Security Safety Outcomes: Peer Reference Guide for CSOs

Key Takeaways
- Informal peer conversations produce impressions that die in budget meetings. A structured process with specific questions surfaces the operational metrics your COO needs to approve spending.
- Matching peer facilities on security profile — facility type, acuity, campus layout — determines whether the evidence you collect is credible enough to justify investment at your organization.
- A one-page findings summary that connects response times and coverage data to organizational costs gives executive leadership something they can act on immediately.
To build a budget case your COO will approve, you need peer security data from comparable behavioral health facilities. Impressions from a conference hallway won't survive the scrutiny. This guide gives you a repeatable process for collecting security safety outcomes from peer directors, interpreting what you hear, and packaging findings that connect to organizational costs.

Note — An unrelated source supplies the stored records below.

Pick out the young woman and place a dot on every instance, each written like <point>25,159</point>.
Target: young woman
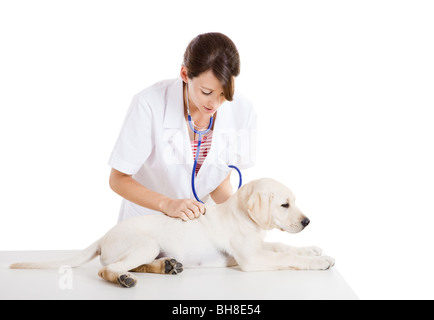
<point>153,158</point>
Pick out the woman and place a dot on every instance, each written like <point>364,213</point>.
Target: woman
<point>153,157</point>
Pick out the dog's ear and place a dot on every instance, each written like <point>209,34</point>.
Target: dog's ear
<point>259,209</point>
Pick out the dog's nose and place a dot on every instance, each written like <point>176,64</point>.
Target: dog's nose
<point>305,222</point>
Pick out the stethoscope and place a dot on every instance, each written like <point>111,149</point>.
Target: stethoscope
<point>199,142</point>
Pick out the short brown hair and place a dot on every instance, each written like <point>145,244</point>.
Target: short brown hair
<point>214,51</point>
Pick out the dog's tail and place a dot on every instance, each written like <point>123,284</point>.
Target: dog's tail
<point>80,258</point>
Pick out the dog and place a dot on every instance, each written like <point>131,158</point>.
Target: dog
<point>229,234</point>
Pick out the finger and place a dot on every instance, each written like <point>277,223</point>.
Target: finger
<point>195,210</point>
<point>200,206</point>
<point>189,213</point>
<point>183,216</point>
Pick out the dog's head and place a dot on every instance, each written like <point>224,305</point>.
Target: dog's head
<point>272,205</point>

What Structured Peer Outreach Produces
Structured outreach changes what you collect. Instead of impressions, you get specific numbers: response times, coverage percentages, false alarm rates, adoption data. ROAR deployments across 350+ behavioral health facilities show what those numbers look like when measured. In those facilities, 93% of incidents resolve in under two minutes [1].
Structured calls surface that kind of metric. Hallway conversations produce impressions.

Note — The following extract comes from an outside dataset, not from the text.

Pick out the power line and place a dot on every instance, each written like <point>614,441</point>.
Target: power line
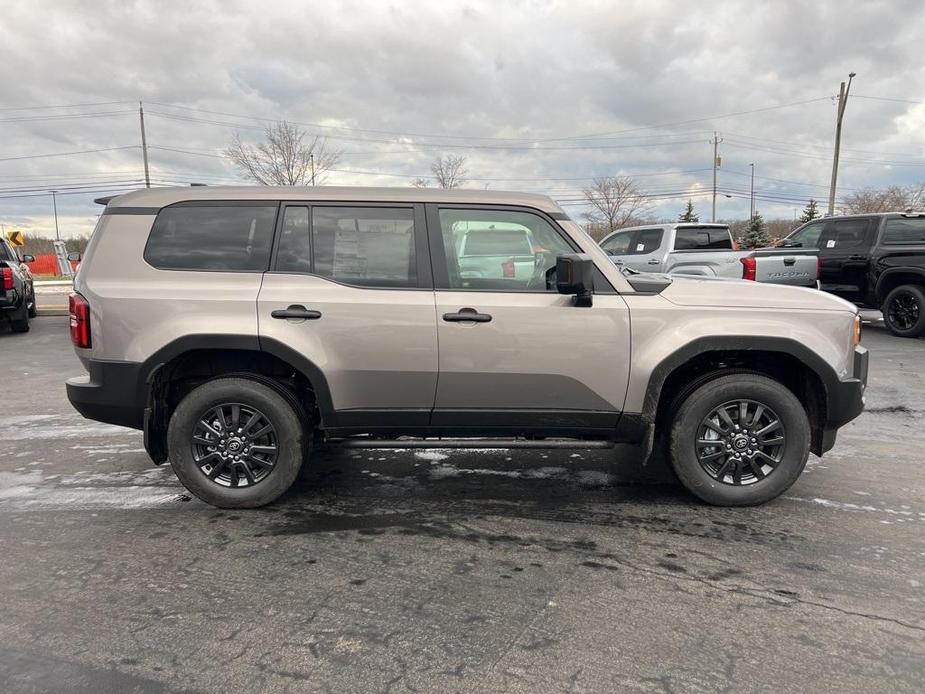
<point>35,108</point>
<point>68,154</point>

Think of it like the difference between checking your bank balance and guessing what's in your account. One survives a budget meeting. The other doesn't.
Before you start, confirm these prerequisites:
- Your own facility's incident rates, response times, and current coverage gaps (you need a baseline for comparison)
- A list of 5-8 peer contacts from your IAHSS network or vendor reference lists
- Calendar access for scheduling 3-5 calls over 2-4 weeks
- A security supervisor available to assist with site visit observations
Can you name your own facility's average response time right now? If you can't, pull that number before your first peer call. You can't evaluate someone else's metrics without knowing your own.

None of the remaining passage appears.